I am a product of a liberal arts education. As such, I am an unapologetic believer in the power of the liberal arts. Every alumnus of Davis & Elkins College should be as well.
Inside Higher Education published a survey of business executives who made clear they not only highly value a college education, they overwhelmingly prefer graduates with skills associated with the liberal arts. These business leaders indicated that while students may be prepared for entry-level positions by virtue of their bachelor’s degree, there is greater concern that today’s graduates can advance in the workplace. To be precise, only 34% believed students had the skills needed to be promoted.
This is where the importance of the liberal arts is measured. According to these business leaders, the skill set at the core of a liberal arts education is the key to lifelong learning. These core skills prepare liberal arts graduates for their first job as well as their last job, and everything in between.
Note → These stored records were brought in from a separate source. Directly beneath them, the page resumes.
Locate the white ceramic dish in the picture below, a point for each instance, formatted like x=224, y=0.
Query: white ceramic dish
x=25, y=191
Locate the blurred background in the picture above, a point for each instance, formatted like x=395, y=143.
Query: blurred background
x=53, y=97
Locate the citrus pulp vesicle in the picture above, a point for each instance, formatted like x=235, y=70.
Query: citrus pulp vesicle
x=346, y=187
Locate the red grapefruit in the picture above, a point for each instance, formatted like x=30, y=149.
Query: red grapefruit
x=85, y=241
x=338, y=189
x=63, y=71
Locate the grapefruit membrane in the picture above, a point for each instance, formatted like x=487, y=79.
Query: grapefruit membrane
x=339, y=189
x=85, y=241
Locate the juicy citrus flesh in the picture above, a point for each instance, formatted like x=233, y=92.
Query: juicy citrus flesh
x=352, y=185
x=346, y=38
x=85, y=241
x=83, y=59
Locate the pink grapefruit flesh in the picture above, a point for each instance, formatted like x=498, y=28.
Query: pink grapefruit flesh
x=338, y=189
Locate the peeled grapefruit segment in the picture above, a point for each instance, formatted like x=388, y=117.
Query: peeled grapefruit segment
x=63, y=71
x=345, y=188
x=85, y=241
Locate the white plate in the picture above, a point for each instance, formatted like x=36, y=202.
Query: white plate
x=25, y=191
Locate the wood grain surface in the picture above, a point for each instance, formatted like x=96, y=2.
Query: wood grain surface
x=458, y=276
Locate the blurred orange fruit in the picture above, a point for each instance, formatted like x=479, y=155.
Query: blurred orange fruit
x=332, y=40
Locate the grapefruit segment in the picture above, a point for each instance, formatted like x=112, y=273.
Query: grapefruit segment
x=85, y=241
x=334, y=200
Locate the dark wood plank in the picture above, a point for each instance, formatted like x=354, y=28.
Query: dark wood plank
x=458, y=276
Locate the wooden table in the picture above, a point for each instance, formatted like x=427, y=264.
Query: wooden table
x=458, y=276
What is at this core of a liberal arts education? The following eight priorities, valued most highly by business executives and hiring managers, is an excellent place to start:
- Able to effectively communicate orally
- Critical thinking/analytical reasoning
- Ethical judgment and decision-making
- Able to work effectively in teams
- Able to work independently (prioritize, manage time)
- Self-motivated, initiative, proactive: ideas/solutions
- Able to communicate effectively in writing
- Can apply knowledge/skills to real-world settings.
At Davis & Elkins College, like other liberal arts institutions across this country, this list is at the heart of the educational experience of our students. While there are most certainly job skills learned in our classrooms, the training received is for life. Regardless of career or setting, these core skills become a part of the very fabric of a liberal arts graduate.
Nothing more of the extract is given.